After these steps, the next command, or next line is processed. Once the end of the file is reached (end of the script or the interactive bash session is closed) bash stops and returns the exit code of the last command it has executed.

These steps might seem like common sense after looking at them closely, but they can often seem counter intuitive for certain specific cases. As an example, let me enumerate a few cases where people have often made mistakes against the way they think bash will interprete their command:

  • start=1; end=5; for number in {$start..$end}: Brace Expansion happens in step 4 while Parameter Expansion happens in step 5. Brace Expansion tries to expand {$start..$end} but can't. It sees the $start and $end as strings, not Parameter Expansions and gives up:

    • Step 4 Results:
      start=1
      end=5
      for number in {$start..$end
      }Step 5 Results:
      start=1
      end=5
      for number in {1..5
      }

      And number will now become {1..5} instead of 1. No Brace Expansion has been performed.

  • [ $name = B. Foo ]: Word Splitting will break this example. The test program ([) looks for four arguments in this case. A left hand side, an operator, a right hand side, and a closing ]. To find out what's wrong with this command, do as Bash does: Chop the command up into arguments. Assuming name contains B. Foo:

    • [

    • B.

    • Foo

    • =

    • B.

    • Foo

    • ]

    • A whole lot more than four. You need to use Quotes to prevent the space between B. and Foo from causing Word Splitting. Quote the B. Foo AND the $name so that when $name is expanded, the whitespace in B. Foo is treated the same as on the right hand side.
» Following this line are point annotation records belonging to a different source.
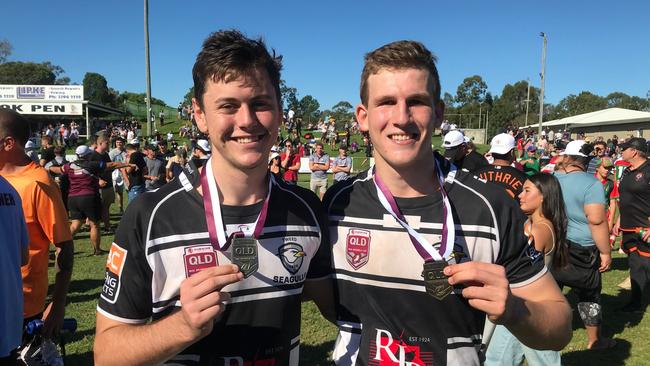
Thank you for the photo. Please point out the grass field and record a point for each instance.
(632, 331)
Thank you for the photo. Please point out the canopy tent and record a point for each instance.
(609, 116)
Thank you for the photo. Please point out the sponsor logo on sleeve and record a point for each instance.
(114, 267)
(357, 247)
(198, 258)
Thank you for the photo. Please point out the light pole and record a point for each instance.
(541, 94)
(146, 52)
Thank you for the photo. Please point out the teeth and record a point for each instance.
(400, 137)
(245, 140)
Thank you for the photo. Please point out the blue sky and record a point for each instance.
(599, 46)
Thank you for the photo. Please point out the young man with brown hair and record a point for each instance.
(209, 269)
(431, 251)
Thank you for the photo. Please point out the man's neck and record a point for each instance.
(14, 163)
(637, 162)
(238, 187)
(409, 182)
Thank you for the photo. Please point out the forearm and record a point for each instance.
(600, 234)
(544, 324)
(147, 344)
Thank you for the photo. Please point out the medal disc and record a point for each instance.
(244, 255)
(435, 280)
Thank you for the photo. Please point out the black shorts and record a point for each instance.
(82, 207)
(581, 274)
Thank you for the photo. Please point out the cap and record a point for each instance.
(203, 145)
(573, 148)
(637, 143)
(502, 144)
(605, 162)
(82, 150)
(453, 138)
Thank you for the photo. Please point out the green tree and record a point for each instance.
(27, 73)
(5, 50)
(96, 89)
(471, 91)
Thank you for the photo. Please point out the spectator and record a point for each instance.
(290, 162)
(136, 171)
(47, 223)
(47, 150)
(319, 164)
(105, 182)
(501, 171)
(274, 165)
(155, 177)
(342, 165)
(118, 154)
(457, 150)
(587, 237)
(634, 219)
(541, 200)
(13, 254)
(30, 150)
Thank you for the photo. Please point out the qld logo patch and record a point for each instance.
(291, 255)
(357, 247)
(114, 267)
(198, 258)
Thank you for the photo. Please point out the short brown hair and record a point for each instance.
(400, 55)
(227, 55)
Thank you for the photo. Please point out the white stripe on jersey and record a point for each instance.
(120, 319)
(346, 341)
(385, 283)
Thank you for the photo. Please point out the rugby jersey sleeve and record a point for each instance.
(522, 262)
(126, 294)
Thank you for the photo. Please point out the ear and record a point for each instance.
(361, 112)
(199, 117)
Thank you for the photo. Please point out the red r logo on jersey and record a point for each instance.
(357, 247)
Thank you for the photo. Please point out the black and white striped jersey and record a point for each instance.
(163, 239)
(384, 315)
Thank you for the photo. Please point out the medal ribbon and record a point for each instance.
(426, 250)
(212, 207)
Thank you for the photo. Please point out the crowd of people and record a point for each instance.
(414, 260)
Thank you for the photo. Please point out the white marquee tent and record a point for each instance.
(610, 116)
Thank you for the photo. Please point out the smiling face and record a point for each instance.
(530, 199)
(241, 118)
(400, 115)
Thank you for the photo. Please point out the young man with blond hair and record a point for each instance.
(430, 250)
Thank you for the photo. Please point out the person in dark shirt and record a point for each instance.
(634, 219)
(83, 198)
(47, 151)
(135, 172)
(106, 191)
(458, 150)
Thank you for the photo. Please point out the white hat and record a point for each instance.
(454, 138)
(502, 144)
(203, 145)
(82, 150)
(573, 148)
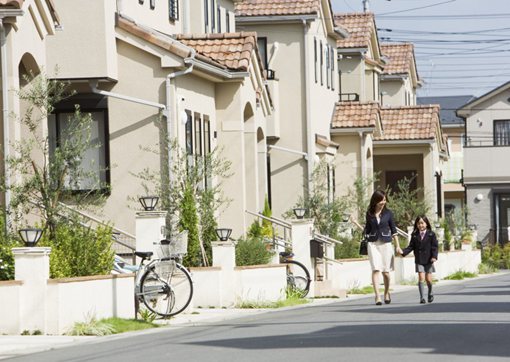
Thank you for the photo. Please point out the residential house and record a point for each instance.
(25, 27)
(400, 80)
(377, 120)
(298, 45)
(146, 69)
(486, 153)
(453, 128)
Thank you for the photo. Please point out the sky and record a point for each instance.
(462, 47)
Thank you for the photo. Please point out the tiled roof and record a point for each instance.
(355, 115)
(360, 27)
(231, 50)
(276, 7)
(400, 58)
(410, 123)
(16, 4)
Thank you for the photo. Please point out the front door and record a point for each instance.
(503, 217)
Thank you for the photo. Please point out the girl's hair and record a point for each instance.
(377, 197)
(424, 218)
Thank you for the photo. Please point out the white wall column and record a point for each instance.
(224, 256)
(32, 267)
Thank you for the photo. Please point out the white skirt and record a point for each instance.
(381, 256)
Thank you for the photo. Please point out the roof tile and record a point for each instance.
(276, 7)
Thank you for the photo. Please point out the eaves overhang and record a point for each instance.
(274, 19)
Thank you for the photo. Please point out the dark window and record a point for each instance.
(94, 162)
(501, 133)
(321, 64)
(315, 57)
(219, 19)
(333, 60)
(393, 177)
(173, 9)
(206, 15)
(327, 66)
(213, 16)
(262, 45)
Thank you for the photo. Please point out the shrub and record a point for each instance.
(252, 251)
(79, 251)
(348, 249)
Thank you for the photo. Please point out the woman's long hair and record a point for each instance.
(424, 218)
(376, 198)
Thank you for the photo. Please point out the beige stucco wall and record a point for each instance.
(85, 48)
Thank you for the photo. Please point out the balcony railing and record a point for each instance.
(349, 97)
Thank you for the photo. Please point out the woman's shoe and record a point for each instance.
(387, 301)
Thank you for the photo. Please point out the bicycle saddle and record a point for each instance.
(144, 254)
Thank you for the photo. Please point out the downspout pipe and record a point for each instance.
(171, 100)
(5, 115)
(309, 135)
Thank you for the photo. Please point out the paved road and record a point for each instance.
(468, 321)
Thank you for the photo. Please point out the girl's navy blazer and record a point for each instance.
(424, 249)
(384, 230)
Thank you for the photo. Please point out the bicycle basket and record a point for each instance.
(176, 246)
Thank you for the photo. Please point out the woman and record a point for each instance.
(381, 230)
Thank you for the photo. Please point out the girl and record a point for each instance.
(425, 247)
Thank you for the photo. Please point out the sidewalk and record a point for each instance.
(12, 346)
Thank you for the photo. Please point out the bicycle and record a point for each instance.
(162, 284)
(298, 276)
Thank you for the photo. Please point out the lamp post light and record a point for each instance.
(299, 212)
(149, 202)
(30, 236)
(223, 233)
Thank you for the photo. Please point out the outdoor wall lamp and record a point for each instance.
(299, 212)
(149, 202)
(30, 236)
(223, 233)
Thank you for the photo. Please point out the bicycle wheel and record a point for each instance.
(166, 288)
(298, 278)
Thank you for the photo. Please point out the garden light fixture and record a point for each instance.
(299, 212)
(30, 236)
(223, 233)
(149, 202)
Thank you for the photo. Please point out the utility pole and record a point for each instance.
(366, 6)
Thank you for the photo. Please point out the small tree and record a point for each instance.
(41, 179)
(187, 193)
(406, 203)
(327, 211)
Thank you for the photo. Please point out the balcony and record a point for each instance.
(487, 164)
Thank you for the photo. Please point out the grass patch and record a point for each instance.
(460, 275)
(103, 327)
(484, 268)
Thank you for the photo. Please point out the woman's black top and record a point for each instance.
(382, 230)
(423, 249)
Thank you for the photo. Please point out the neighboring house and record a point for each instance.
(26, 26)
(453, 128)
(400, 79)
(207, 87)
(486, 171)
(393, 141)
(297, 40)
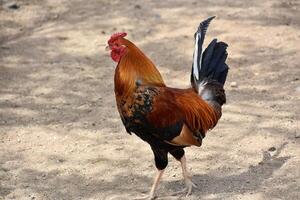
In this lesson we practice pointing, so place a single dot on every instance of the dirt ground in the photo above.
(60, 133)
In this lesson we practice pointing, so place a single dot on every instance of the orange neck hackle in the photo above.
(134, 67)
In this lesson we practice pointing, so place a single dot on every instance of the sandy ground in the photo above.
(61, 136)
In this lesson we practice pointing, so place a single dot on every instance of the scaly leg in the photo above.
(188, 182)
(151, 195)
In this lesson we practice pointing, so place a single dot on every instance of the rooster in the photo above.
(169, 119)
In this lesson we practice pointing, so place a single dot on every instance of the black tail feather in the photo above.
(211, 64)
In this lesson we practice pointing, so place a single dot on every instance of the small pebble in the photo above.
(272, 149)
(12, 6)
(137, 7)
(233, 84)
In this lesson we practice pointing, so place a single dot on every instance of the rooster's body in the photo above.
(169, 119)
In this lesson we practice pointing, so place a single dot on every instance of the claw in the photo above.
(146, 197)
(189, 186)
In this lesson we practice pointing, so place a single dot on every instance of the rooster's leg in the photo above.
(188, 182)
(155, 184)
(151, 195)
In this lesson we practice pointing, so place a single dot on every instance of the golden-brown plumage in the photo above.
(169, 119)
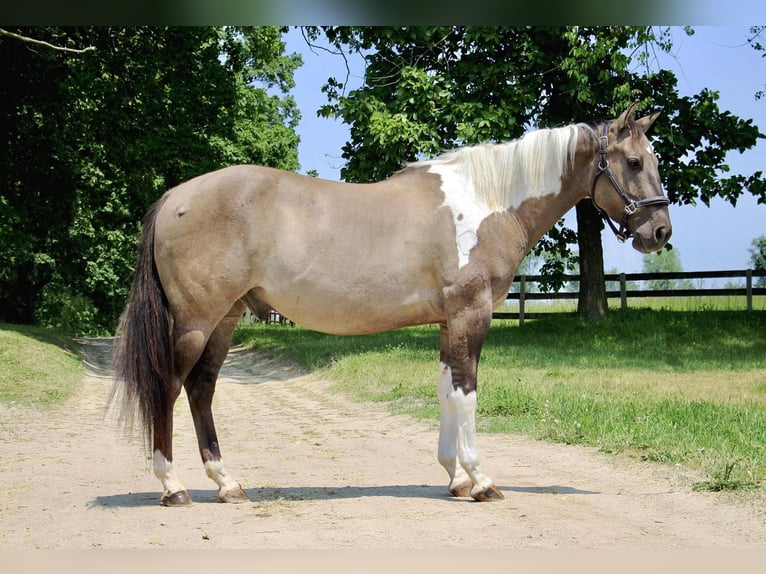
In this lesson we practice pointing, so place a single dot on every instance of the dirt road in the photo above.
(324, 472)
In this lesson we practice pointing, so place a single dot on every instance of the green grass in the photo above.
(666, 386)
(37, 367)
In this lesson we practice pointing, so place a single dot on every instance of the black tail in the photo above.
(143, 349)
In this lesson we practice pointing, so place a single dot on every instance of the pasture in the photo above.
(37, 366)
(676, 387)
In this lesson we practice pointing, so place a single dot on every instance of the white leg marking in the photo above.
(163, 469)
(467, 452)
(457, 435)
(448, 431)
(215, 470)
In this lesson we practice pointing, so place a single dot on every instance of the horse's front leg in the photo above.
(461, 342)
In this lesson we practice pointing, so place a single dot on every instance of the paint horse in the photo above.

      It is important to remember that step 5 (Perform Expansion) comes before step 6 (Split the command into a command name and arguments). That means that $name is not safe from having its result cut up, because the cutting up happens after $name is replaced by the value within name.

Commands And Arguments

BASH reads commands from its input (which is either a terminal or a file). These commands can be aliases, functions, builtins, keywords, or executables.

  • Aliasses: Aliasses are a way of shortening commands. They are only used in interactive shells, not in scripts. An alias is a name that is mapped to a certain string. Whenever that name is used as a command name, it is replaced by the string before executing the command.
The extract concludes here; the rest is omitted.